Tidak ada jawaban dari dalam, membuat Arhan kembali mengucapkan salam dengan lebih keras.
Sama, tidak ada jawaban, sepertinya tidak ada orang di rumah ini.
"Eh, ada Mas Arhan." Suara Naila terdengar di telinga Arhan, membuatnya menoleh ke belakang. Terlihat Naila bersama Darel dan Kamila mendekatinya.
"Kak," sapa Arhan sopan.
"Baru dateng?" Naila bertanya dengan wajah ramah.
"Iya, Kak. Maaf, saya kelupaan," jujur Arhan malu.
"Iya, gak papa, saya ngerti, kok." Lagi-lagi Naila berbicara seperti itu.
"Kak Arhan lama banget ke sininya, coba aja cepet, nanti pasti ikut jalan-jalan sama kita," celetuk Darel berharap kakaknya ngambek karena tidak ikut jalan-jalan.
"Emang kalian abis jalan-jalan ke mana?" Arhan membungkukkan badan agar matanya dapat lebih jelas melihat sang adik.
"Rahasia, dong. Ya kan, Kak." Darel meminta persetujuan Naila.
"Iyaa, pokoknya seru, kakakmu pasti sedih deh gak diajak," balas Naila terlihat menyenangkan di mata Arhan. Bagi Arhan, wajah Naila itu selalu menyenangkan dengan senyuman yang manis.
"Kak Arhan jangan sedih, kapan-kapan kita jalan-jalan lagi deh." Kamila bersuara, sangat menggemaskan di telinga Arhan.
"Kak Arhan ngambek, ah. Kalian kok gak nungguin Kakak?" Arhan berujar sambil membuang muka, ia berpura-pura marah.
"Kakak kok kaya anak kecil, sih?" Darel berucap sok dewasa. "Gak malu apa sama Kak Naila."
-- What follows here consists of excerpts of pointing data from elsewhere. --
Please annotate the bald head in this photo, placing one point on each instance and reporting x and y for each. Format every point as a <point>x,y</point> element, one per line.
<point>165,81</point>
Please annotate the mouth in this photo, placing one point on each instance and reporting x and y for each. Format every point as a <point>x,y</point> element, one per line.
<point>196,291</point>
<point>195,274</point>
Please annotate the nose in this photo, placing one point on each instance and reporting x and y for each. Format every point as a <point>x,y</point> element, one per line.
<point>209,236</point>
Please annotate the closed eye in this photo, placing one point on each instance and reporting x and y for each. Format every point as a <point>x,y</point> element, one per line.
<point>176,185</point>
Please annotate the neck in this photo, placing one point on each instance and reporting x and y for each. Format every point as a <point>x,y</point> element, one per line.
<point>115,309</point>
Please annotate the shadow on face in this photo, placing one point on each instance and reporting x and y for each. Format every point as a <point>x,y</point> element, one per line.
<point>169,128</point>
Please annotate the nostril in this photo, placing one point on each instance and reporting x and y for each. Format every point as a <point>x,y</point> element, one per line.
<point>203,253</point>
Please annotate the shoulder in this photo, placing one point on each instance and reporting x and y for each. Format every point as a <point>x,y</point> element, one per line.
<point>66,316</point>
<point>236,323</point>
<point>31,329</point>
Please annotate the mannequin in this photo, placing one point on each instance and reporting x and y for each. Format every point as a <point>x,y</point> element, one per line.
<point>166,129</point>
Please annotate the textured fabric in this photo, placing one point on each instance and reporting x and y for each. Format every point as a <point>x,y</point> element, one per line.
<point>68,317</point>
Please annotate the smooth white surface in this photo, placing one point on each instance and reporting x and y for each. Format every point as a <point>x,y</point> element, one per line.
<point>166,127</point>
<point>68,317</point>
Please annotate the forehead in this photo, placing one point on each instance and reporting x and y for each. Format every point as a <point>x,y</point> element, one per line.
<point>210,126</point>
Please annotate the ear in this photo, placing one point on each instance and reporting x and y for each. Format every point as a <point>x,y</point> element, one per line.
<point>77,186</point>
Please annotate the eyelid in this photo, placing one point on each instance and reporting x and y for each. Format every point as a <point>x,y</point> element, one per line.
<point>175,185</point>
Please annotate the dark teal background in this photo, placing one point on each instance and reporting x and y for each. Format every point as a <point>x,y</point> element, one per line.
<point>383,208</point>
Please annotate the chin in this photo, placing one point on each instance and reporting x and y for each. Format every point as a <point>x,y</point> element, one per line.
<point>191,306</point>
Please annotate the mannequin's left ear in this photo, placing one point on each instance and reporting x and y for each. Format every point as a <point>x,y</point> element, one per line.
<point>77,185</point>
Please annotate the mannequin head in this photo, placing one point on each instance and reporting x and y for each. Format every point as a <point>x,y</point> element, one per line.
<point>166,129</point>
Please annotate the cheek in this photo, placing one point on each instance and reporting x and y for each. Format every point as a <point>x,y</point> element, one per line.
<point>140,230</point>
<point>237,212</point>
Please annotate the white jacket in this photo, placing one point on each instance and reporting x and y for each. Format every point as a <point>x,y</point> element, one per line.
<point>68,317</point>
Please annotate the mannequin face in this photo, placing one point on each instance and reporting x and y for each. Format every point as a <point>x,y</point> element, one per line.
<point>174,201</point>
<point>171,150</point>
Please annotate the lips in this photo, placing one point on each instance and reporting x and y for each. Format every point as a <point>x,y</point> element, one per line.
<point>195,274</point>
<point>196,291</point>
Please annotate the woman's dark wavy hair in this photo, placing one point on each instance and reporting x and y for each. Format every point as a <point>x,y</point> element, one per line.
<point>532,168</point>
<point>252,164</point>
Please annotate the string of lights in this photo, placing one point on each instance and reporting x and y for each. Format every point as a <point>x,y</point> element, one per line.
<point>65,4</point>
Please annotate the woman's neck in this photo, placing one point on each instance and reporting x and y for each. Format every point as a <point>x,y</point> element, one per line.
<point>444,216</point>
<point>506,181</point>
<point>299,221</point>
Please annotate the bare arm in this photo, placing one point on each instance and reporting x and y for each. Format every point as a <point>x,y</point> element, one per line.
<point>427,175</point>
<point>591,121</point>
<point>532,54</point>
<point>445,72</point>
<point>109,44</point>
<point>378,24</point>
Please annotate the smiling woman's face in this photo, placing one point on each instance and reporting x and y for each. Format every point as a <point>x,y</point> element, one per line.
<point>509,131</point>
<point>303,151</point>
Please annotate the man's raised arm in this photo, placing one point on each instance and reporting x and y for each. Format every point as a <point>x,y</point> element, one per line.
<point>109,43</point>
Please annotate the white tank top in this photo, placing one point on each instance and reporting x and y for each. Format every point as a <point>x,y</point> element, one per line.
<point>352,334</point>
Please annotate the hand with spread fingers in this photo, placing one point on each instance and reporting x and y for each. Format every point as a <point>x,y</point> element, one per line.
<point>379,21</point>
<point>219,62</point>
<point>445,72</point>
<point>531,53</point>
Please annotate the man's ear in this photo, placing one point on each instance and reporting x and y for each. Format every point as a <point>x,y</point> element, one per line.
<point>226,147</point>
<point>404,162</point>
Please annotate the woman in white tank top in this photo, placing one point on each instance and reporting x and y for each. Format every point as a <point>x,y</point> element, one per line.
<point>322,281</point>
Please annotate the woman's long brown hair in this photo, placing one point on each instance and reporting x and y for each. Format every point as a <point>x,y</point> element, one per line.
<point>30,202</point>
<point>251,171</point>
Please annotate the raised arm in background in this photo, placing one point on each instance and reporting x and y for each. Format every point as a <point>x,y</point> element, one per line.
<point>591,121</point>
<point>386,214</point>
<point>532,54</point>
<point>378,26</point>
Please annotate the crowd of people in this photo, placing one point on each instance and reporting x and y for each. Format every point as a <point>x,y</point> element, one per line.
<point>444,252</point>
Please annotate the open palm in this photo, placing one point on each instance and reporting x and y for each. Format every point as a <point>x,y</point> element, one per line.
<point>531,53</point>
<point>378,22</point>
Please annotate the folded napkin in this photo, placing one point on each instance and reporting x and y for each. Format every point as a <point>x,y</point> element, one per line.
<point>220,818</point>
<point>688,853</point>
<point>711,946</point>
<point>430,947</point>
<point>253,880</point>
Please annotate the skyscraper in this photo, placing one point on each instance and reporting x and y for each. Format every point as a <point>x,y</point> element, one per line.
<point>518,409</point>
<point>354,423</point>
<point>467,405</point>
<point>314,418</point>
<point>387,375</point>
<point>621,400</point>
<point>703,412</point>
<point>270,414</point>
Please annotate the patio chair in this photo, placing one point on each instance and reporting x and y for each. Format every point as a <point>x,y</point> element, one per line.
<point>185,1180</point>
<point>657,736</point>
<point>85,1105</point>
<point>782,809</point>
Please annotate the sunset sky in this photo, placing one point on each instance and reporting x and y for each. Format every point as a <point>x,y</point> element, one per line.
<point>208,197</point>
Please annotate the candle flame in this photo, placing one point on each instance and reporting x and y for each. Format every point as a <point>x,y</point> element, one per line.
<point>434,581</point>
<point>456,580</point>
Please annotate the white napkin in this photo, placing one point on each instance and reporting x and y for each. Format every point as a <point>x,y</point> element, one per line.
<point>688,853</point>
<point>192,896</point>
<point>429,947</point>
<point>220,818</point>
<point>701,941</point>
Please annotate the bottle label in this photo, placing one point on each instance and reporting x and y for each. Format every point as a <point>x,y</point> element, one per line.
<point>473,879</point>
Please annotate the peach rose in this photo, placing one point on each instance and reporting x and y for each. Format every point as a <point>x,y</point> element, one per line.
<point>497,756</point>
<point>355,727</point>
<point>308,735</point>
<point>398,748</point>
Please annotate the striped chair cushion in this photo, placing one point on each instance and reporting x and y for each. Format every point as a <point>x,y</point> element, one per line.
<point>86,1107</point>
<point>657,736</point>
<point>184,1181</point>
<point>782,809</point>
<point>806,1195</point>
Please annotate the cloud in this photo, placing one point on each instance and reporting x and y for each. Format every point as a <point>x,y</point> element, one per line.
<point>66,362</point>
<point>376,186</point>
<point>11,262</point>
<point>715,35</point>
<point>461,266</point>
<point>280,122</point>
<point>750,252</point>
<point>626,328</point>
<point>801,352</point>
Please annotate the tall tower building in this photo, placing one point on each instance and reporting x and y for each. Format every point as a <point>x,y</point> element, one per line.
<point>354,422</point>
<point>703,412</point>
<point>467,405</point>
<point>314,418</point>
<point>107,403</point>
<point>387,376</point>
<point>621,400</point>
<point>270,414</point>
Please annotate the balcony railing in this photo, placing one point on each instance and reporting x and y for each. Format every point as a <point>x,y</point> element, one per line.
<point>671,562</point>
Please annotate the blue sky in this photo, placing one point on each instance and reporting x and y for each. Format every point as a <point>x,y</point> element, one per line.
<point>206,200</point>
Mendengar ucapan Darel, membuat Arhan sedikit kikuk. "Kakak kan cuma bercanda," jawab Arhan berusaha mengembalikan harga dirinya. Naila terlihat melebarkan senyumannya, membuat Arhan salah tingkah. "Ya udah, ke rumah sakit yuk," ajak Arhan tak mau berlama-lama di sini. Pipinya sudah mulai memanas.
"Ayoo," ujar Darel semangat.
"Kak Naila gak mau ikut ke rumah sakit?" Kamila mengajak Naila. Naila sudah mendengar tentang Caca yang berada di rumah sakit dari Darel dan Kamila.
"Kak Naila-nya sibuk, Kamila," kata Arhan lembut.
"Ayo ikut, Kak! Ayo ikut, Kak!" Darel dan Kamila kompak menarik-narik baju panjang Naila. Mereka tak memedulikan ucapan Arhan.
KAMU SEDANG MEMBACA
ARHAN || END
ChickLitREKOMENDASI CERITA BAHAGIA!!! Kehilangan membuatnya hampir putus asa, tapi keberadaan memaksa dirinya untuk terus bertahan. Takdir telah ditentukan, waktu telah ditetapkan, kebahagiaan sudah direncanakan. Percaya! Percayalah akan ada waktunya unt...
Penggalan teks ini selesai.